On April 19, the United States Department of Education’s Office for Civil Rights declared new Title IX regulations to replace the version ratified in 2020. These new revisions to Title IX, presented by the Biden administration, were put into effect on Aug. 1, 2014. 

The 2024 version includes additional protections against sex-based harassment and violence that add to the original 1972 Public Law 92-318 prohibition of sex-based discrimination. This addition adds another layer of protection against discrimination based on sex, sexual orientation, gender identity and sex stereotypes. There is also an added clarification that protects pregnant people from discrimination. 

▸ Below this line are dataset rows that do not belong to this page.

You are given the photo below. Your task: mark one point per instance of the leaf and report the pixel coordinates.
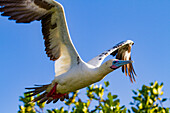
(164, 99)
(115, 96)
(134, 92)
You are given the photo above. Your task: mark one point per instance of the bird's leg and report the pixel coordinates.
(56, 95)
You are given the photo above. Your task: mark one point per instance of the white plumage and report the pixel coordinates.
(71, 72)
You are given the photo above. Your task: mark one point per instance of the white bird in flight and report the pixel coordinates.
(71, 72)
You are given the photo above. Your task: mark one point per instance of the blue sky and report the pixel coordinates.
(95, 26)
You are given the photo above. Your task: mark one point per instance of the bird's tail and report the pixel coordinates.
(44, 95)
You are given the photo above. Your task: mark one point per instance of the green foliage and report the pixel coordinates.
(146, 100)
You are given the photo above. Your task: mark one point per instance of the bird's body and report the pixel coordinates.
(71, 72)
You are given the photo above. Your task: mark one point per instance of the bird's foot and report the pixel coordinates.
(55, 96)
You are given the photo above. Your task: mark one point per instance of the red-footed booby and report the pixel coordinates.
(71, 72)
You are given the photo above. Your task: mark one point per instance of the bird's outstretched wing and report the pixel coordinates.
(58, 44)
(122, 51)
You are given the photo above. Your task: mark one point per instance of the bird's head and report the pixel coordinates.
(118, 63)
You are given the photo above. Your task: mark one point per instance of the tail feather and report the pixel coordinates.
(37, 90)
(45, 95)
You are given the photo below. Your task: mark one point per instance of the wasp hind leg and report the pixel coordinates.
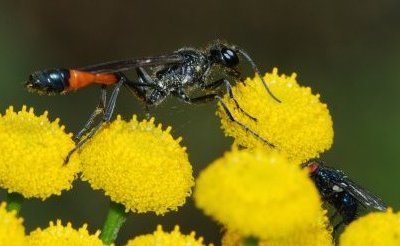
(228, 87)
(215, 97)
(99, 110)
(106, 118)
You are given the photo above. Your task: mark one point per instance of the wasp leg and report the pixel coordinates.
(212, 97)
(99, 110)
(217, 84)
(106, 118)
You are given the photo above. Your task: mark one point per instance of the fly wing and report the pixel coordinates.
(362, 195)
(128, 64)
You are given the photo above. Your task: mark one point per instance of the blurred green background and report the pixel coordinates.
(348, 51)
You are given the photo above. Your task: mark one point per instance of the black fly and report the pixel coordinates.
(179, 74)
(342, 193)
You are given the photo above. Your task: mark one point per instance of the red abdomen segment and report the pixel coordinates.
(79, 79)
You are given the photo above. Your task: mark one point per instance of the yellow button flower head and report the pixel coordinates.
(32, 156)
(258, 193)
(300, 126)
(57, 234)
(161, 238)
(138, 165)
(378, 228)
(12, 231)
(318, 234)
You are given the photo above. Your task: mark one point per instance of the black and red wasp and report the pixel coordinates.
(178, 74)
(342, 193)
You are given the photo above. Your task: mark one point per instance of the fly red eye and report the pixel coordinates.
(230, 57)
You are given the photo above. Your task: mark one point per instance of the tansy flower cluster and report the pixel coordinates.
(300, 126)
(258, 193)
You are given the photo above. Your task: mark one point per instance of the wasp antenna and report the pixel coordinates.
(255, 69)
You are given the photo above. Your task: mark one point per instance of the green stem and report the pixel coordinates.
(115, 219)
(14, 201)
(250, 241)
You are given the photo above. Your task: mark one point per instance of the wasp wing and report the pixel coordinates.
(128, 64)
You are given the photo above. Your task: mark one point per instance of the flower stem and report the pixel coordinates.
(250, 241)
(14, 201)
(115, 219)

The U.S Department of Education claimed the new mandates would require schools “to take prompt and effective action to end any sex discrimination in their education programs or activities, prevent its recurrence, and remedy its effects” and to protect “against retaliation for students, employees, and others who exercise their Title IX rights.”

Twenty-six states have pushed to block Biden’s 2024 Title IX update. Every state with a Republican attorney general, barring New Hampshire, has blocked the decision. In the 24 states that have not blocked the new regulations, numerous educational establishments have been prevented from updating their Title IX policy due to a court ruling in Kansas. The Federal District Judge of Kansas, John Broomes, enacted a ruling that has caused schools with students or parents who are members of Female Athletes United, Moms for Liberty or Young America’s Foundation to not be able to update their Title IX policy. 

The three groups, also the plaintiffs, are against the ruling due to the allowance of transgender students to enter bathrooms of sex that they were not assigned at birth. They assert that the new Title IX regulations defy the First Amendment. They claim that by preventing school staff members from vocalizing their views on gender identity and having them use students’ preferred pronouns, their constitutional right is breached.

Due to a plaintiff group having a member that belongs to Drexel University, the ruling has been blocked from being implemented in the Philadelphia institution. There is a pending appeal as of now to challenge the Kansas injunction, but until any other decision is made, the 2020 version of the Title IX policy will remain in effect at the university.

In an email sent on Wednesday, July 31 by the Drexel Office for Institutional Equity and Inclusive Culture, it was reassured that the current Sexual Harassment and Misconduct and Discrimination, Harassment and Bias policies already protect sex, sexual orientation, gender identity and gender expression at Drexel. Regardless, the 2024 Title IX will be implemented if the injunction is removed.